On the morning of August 16th I heard news from my neighbor that all had been lost. Everything. The fire had raged from two different directions and the firemen had to pull out. My family is devastated.

I value transparency and honesty, which is why I’m sharing with you my family’s personal tragedy. Furthermore, I wanted to share how I am coping to demonstrate that there are millions of people walking around this earth who are struggling with something traumatic (whether past or present) and still must go on.

A friend recently reminded me of the Buddhist phrase: Life is ten thousand joys and ten thousand sorrows. Having lost our family home to the White Rock Lake Fire, sorrow permeates the lives of my family and our community. We are devastated and, at moments, want to seek answers. At times we find ourselves wanting something or someone to blame. But ultimately it was a fire – an extremely aggressive rank 6 inferno.

When there are no answers it is only natural to feel despair and even anger.

YET we must remember the ten thousand joys that are sure to follow. THey may not come right away, but I can already feel the joy all around me. My lovely friends Donna and Mike let me stay with them as long as I needed; my TpT friends have sent me some incredible gifts and money to help my family as we get back on our feet. Tanis is renting my mom and me a beautiful home at a highly discounted rate while we sort out the insurance and see what is left of our home. Jordan, Kristen, William, and Mike have all offered support for our rebuild. There are countless friends that have emailed, called, and offered financial support (thank you Dee and Bill); people have offered us clothing, furniture, places to stay; my university has offered their support, and we have received at least 1000 online hugs!
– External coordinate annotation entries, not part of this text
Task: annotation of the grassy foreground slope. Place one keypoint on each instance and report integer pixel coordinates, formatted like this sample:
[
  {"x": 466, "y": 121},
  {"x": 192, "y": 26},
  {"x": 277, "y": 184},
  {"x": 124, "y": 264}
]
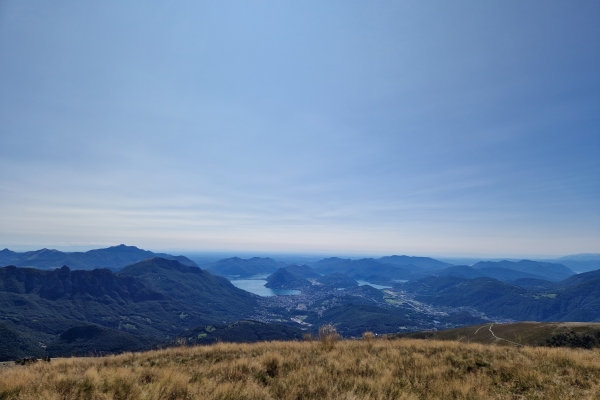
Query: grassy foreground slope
[
  {"x": 524, "y": 333},
  {"x": 366, "y": 369}
]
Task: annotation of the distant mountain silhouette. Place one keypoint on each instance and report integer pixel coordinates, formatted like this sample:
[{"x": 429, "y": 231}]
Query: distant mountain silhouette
[
  {"x": 578, "y": 302},
  {"x": 501, "y": 274},
  {"x": 302, "y": 270},
  {"x": 424, "y": 263},
  {"x": 113, "y": 258},
  {"x": 360, "y": 269},
  {"x": 240, "y": 267},
  {"x": 211, "y": 296},
  {"x": 337, "y": 280},
  {"x": 241, "y": 332},
  {"x": 44, "y": 304},
  {"x": 95, "y": 340},
  {"x": 283, "y": 279},
  {"x": 544, "y": 270}
]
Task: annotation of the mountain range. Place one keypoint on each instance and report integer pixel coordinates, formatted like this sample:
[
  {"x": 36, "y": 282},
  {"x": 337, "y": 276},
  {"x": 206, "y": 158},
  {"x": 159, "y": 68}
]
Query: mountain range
[
  {"x": 113, "y": 258},
  {"x": 160, "y": 300}
]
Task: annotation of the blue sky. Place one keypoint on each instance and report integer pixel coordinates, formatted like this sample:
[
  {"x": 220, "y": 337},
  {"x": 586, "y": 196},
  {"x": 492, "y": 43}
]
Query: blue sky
[{"x": 426, "y": 128}]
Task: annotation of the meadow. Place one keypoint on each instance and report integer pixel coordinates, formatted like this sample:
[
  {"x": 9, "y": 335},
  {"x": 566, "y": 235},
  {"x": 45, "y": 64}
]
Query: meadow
[{"x": 371, "y": 368}]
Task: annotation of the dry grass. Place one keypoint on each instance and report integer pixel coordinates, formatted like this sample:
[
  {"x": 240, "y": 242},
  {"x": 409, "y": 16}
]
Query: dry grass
[{"x": 369, "y": 369}]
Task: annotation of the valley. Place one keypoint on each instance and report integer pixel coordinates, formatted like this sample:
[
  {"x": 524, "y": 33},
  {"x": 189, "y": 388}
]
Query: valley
[{"x": 161, "y": 301}]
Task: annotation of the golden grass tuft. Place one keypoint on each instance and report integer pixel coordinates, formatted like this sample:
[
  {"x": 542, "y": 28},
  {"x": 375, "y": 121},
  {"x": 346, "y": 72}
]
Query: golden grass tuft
[{"x": 348, "y": 369}]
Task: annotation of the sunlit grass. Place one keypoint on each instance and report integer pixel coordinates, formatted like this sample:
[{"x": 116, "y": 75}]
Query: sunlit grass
[{"x": 363, "y": 369}]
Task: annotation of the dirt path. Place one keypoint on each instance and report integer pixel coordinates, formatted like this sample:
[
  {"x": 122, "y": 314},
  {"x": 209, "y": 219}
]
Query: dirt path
[{"x": 499, "y": 338}]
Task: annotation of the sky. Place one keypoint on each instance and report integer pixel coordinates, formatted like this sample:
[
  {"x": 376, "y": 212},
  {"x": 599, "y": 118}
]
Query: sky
[{"x": 461, "y": 128}]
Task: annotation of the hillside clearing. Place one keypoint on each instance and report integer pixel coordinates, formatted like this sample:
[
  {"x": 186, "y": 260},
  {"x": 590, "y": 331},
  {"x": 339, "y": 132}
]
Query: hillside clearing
[{"x": 366, "y": 369}]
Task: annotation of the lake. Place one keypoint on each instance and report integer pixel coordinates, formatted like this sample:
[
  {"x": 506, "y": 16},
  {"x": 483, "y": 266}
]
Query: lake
[
  {"x": 257, "y": 286},
  {"x": 362, "y": 283}
]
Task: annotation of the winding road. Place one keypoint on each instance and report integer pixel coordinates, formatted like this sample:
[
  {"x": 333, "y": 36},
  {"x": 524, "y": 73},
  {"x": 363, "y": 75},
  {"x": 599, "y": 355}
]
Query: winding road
[{"x": 496, "y": 337}]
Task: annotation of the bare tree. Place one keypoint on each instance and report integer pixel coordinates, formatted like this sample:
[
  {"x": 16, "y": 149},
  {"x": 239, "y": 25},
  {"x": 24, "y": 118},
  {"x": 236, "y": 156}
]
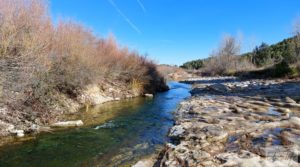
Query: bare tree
[
  {"x": 223, "y": 59},
  {"x": 296, "y": 32}
]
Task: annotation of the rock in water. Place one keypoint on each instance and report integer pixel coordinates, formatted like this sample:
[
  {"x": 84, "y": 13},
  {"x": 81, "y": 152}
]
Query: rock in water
[
  {"x": 19, "y": 133},
  {"x": 148, "y": 95},
  {"x": 176, "y": 131},
  {"x": 68, "y": 124},
  {"x": 221, "y": 88}
]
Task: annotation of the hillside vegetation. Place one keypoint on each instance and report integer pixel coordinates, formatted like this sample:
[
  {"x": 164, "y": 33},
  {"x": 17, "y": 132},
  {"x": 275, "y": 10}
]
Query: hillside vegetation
[
  {"x": 40, "y": 62},
  {"x": 277, "y": 60}
]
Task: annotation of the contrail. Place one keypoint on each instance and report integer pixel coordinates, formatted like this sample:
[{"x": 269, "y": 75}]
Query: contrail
[
  {"x": 132, "y": 25},
  {"x": 141, "y": 5}
]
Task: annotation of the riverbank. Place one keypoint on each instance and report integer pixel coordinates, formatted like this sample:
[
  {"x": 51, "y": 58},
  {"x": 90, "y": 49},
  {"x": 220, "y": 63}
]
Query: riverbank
[
  {"x": 228, "y": 122},
  {"x": 15, "y": 125}
]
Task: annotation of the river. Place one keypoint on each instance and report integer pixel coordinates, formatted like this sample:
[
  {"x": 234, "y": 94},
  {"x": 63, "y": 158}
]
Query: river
[{"x": 115, "y": 134}]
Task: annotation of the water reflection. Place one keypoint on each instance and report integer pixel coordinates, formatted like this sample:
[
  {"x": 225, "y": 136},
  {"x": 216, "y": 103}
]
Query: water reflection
[{"x": 115, "y": 134}]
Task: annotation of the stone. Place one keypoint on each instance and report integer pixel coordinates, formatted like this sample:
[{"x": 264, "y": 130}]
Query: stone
[
  {"x": 176, "y": 131},
  {"x": 18, "y": 133},
  {"x": 215, "y": 132},
  {"x": 295, "y": 121},
  {"x": 68, "y": 124},
  {"x": 148, "y": 95},
  {"x": 221, "y": 88}
]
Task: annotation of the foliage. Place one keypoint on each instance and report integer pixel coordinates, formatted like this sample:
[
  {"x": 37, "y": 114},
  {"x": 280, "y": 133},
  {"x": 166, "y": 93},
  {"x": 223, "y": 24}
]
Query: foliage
[
  {"x": 39, "y": 59},
  {"x": 193, "y": 65}
]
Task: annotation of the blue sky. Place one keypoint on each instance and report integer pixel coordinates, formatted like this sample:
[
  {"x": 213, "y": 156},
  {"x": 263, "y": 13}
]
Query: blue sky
[{"x": 175, "y": 31}]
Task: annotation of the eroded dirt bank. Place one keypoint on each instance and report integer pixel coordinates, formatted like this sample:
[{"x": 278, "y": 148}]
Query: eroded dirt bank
[{"x": 228, "y": 122}]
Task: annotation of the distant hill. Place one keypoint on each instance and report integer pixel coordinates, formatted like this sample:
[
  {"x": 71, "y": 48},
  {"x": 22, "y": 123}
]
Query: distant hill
[{"x": 261, "y": 55}]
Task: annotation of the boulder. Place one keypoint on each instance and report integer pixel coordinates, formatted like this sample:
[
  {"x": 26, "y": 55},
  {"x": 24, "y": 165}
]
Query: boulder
[
  {"x": 220, "y": 88},
  {"x": 68, "y": 123},
  {"x": 18, "y": 133},
  {"x": 148, "y": 95},
  {"x": 176, "y": 131}
]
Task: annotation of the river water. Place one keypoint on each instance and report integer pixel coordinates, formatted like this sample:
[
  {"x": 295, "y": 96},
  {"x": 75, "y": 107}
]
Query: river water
[{"x": 115, "y": 134}]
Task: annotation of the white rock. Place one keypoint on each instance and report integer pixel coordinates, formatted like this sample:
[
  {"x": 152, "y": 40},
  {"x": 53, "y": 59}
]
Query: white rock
[
  {"x": 19, "y": 133},
  {"x": 148, "y": 95},
  {"x": 176, "y": 131},
  {"x": 295, "y": 121},
  {"x": 68, "y": 123}
]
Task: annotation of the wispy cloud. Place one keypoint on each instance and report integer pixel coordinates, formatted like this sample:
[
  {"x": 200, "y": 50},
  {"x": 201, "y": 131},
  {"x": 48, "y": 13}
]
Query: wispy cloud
[
  {"x": 141, "y": 5},
  {"x": 131, "y": 24}
]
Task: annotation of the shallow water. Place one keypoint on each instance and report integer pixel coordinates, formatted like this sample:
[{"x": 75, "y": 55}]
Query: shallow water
[{"x": 115, "y": 134}]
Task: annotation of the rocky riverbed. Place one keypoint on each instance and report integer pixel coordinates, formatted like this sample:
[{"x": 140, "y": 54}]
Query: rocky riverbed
[{"x": 228, "y": 122}]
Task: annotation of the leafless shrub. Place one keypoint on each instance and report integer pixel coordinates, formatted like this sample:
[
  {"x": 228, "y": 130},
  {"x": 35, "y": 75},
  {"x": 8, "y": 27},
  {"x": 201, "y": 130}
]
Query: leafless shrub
[
  {"x": 225, "y": 60},
  {"x": 38, "y": 59}
]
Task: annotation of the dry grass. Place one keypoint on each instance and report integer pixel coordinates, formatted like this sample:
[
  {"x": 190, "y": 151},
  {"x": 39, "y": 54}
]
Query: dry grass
[{"x": 39, "y": 59}]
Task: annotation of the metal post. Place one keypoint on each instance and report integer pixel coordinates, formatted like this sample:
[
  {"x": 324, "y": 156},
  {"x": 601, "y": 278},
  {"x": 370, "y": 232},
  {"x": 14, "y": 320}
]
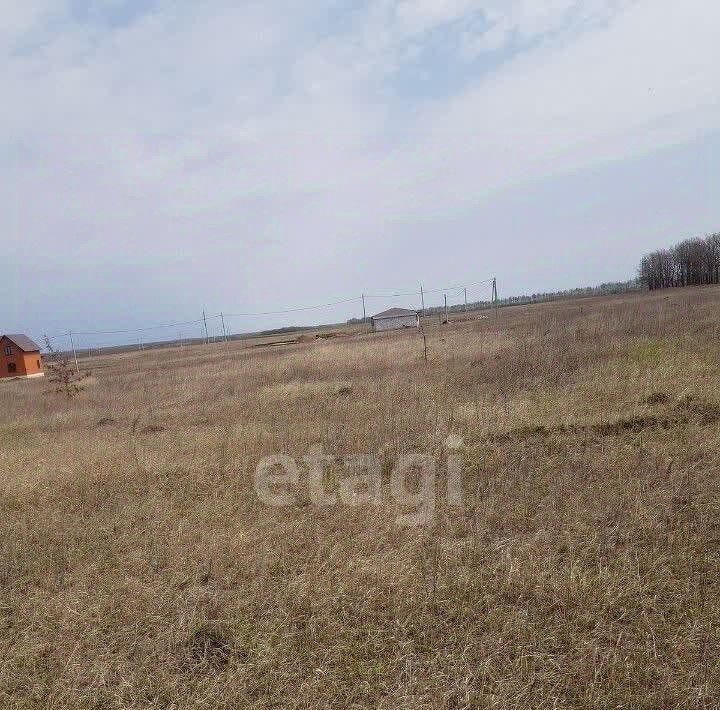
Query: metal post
[
  {"x": 72, "y": 344},
  {"x": 222, "y": 318}
]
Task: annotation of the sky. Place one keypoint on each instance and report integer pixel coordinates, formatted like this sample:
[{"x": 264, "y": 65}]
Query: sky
[{"x": 161, "y": 157}]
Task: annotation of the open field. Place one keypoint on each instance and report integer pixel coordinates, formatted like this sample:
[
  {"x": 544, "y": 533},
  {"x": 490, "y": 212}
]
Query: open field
[{"x": 138, "y": 569}]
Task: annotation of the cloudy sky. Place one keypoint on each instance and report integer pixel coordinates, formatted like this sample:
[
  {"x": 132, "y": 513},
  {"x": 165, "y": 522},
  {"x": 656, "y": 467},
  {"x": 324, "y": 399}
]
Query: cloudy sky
[{"x": 161, "y": 156}]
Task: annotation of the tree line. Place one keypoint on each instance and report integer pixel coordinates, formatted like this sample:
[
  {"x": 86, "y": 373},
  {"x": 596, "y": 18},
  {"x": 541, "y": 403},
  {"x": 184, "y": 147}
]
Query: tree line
[{"x": 692, "y": 262}]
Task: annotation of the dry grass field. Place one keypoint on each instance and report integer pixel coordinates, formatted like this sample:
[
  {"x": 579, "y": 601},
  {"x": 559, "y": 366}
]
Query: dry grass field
[{"x": 138, "y": 569}]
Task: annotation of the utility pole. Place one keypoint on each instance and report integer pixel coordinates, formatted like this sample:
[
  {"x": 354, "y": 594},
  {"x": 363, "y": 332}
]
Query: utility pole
[
  {"x": 222, "y": 318},
  {"x": 72, "y": 345}
]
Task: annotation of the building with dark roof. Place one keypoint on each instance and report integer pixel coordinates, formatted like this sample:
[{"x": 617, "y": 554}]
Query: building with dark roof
[
  {"x": 394, "y": 319},
  {"x": 20, "y": 357}
]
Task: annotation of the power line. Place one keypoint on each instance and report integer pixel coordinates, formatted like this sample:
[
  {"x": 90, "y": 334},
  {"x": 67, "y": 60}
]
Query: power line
[{"x": 284, "y": 311}]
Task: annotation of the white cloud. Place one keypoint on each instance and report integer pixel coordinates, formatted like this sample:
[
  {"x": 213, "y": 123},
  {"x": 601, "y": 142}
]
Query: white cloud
[{"x": 240, "y": 124}]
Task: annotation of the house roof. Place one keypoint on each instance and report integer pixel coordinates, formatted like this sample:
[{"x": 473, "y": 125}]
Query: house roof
[
  {"x": 23, "y": 342},
  {"x": 395, "y": 313}
]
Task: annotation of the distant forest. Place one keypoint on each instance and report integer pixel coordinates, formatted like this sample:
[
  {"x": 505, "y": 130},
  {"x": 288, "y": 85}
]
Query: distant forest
[{"x": 692, "y": 262}]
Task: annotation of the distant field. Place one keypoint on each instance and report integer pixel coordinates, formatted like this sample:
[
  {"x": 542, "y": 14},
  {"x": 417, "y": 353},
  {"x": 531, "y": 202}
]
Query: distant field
[{"x": 139, "y": 569}]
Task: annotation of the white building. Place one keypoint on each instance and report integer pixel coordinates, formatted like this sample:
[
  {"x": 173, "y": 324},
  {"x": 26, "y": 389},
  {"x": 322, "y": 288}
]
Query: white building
[{"x": 395, "y": 318}]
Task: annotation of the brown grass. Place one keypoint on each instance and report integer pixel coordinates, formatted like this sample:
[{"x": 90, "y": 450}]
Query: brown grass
[{"x": 139, "y": 570}]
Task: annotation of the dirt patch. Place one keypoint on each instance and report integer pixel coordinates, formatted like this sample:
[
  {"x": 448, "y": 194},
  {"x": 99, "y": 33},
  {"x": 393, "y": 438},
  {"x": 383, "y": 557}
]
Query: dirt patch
[
  {"x": 686, "y": 410},
  {"x": 152, "y": 429}
]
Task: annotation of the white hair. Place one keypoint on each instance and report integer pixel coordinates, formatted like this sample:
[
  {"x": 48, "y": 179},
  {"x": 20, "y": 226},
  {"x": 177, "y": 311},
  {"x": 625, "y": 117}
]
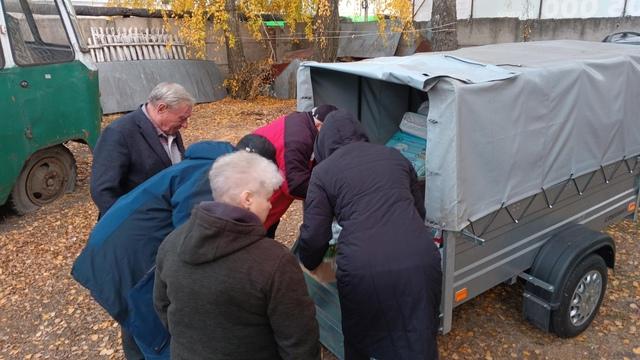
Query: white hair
[
  {"x": 240, "y": 171},
  {"x": 171, "y": 94}
]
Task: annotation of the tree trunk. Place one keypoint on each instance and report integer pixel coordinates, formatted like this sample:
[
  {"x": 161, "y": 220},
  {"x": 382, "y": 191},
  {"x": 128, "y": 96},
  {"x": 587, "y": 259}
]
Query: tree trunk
[
  {"x": 444, "y": 24},
  {"x": 327, "y": 21},
  {"x": 235, "y": 53}
]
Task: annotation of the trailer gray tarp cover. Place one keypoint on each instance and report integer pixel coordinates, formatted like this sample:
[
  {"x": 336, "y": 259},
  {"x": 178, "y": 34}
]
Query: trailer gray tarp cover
[{"x": 505, "y": 121}]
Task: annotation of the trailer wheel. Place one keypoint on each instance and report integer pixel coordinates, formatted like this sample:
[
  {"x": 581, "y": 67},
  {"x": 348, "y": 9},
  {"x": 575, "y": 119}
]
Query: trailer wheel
[
  {"x": 582, "y": 294},
  {"x": 46, "y": 176}
]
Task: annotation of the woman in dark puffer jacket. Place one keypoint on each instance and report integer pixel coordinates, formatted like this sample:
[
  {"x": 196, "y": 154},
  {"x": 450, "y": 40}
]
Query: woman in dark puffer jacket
[{"x": 389, "y": 274}]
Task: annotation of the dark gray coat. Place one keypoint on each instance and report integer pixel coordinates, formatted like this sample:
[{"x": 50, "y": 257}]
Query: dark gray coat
[
  {"x": 128, "y": 152},
  {"x": 225, "y": 291},
  {"x": 389, "y": 277}
]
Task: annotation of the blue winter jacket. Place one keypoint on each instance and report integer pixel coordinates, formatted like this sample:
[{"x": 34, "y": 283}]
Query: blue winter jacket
[{"x": 117, "y": 264}]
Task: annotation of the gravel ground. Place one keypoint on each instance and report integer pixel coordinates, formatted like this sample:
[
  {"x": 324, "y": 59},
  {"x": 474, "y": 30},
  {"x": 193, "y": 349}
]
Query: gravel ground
[{"x": 44, "y": 314}]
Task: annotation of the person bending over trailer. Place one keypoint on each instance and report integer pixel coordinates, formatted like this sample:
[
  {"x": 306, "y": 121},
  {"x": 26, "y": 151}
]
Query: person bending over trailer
[
  {"x": 293, "y": 136},
  {"x": 388, "y": 268},
  {"x": 117, "y": 264},
  {"x": 225, "y": 290}
]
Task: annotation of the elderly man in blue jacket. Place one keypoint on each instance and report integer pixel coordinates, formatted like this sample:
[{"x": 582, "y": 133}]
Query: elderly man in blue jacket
[{"x": 117, "y": 264}]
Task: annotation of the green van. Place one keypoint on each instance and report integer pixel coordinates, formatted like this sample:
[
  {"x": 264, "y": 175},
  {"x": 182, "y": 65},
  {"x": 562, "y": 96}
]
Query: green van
[{"x": 48, "y": 97}]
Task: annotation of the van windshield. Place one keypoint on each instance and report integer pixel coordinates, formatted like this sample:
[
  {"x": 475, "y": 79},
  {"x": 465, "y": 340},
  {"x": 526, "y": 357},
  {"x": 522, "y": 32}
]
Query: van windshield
[{"x": 36, "y": 32}]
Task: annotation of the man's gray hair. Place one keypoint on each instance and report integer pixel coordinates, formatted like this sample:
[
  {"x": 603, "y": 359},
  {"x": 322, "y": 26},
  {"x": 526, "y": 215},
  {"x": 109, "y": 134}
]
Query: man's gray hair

So, thank you to the universe for pushing the joys up under our feet and helping us see the joys and move forward!

Since we all walk around with trauma, we must be cognizant of the effect our behaviors and habits have on people, even if we don’t know specifically what is going on with a person.

As teachers, we’ve been put through hell in order to reverse the negative impacts of this pandemic. We’ve been given an impossible task: help students catch up on what they “missed”. Mental health and awareness has never been more important to consider when teaching. Not only for ourselves, which is paramount, but also for our students. They’ve been through hell, too. While we’re walking around with our own personal and professional traumatic experiences, our students are doing so as well. I think this puts us in a unique and advantageous position to be strong support systems for each other and for students.

Coming soon, I’ll be publishing my thoughts on how we as teachers can help our students cope with tragic and traumatic experiences, however small and insignificant they may seem to be.

Until then, stay safe and well, friends!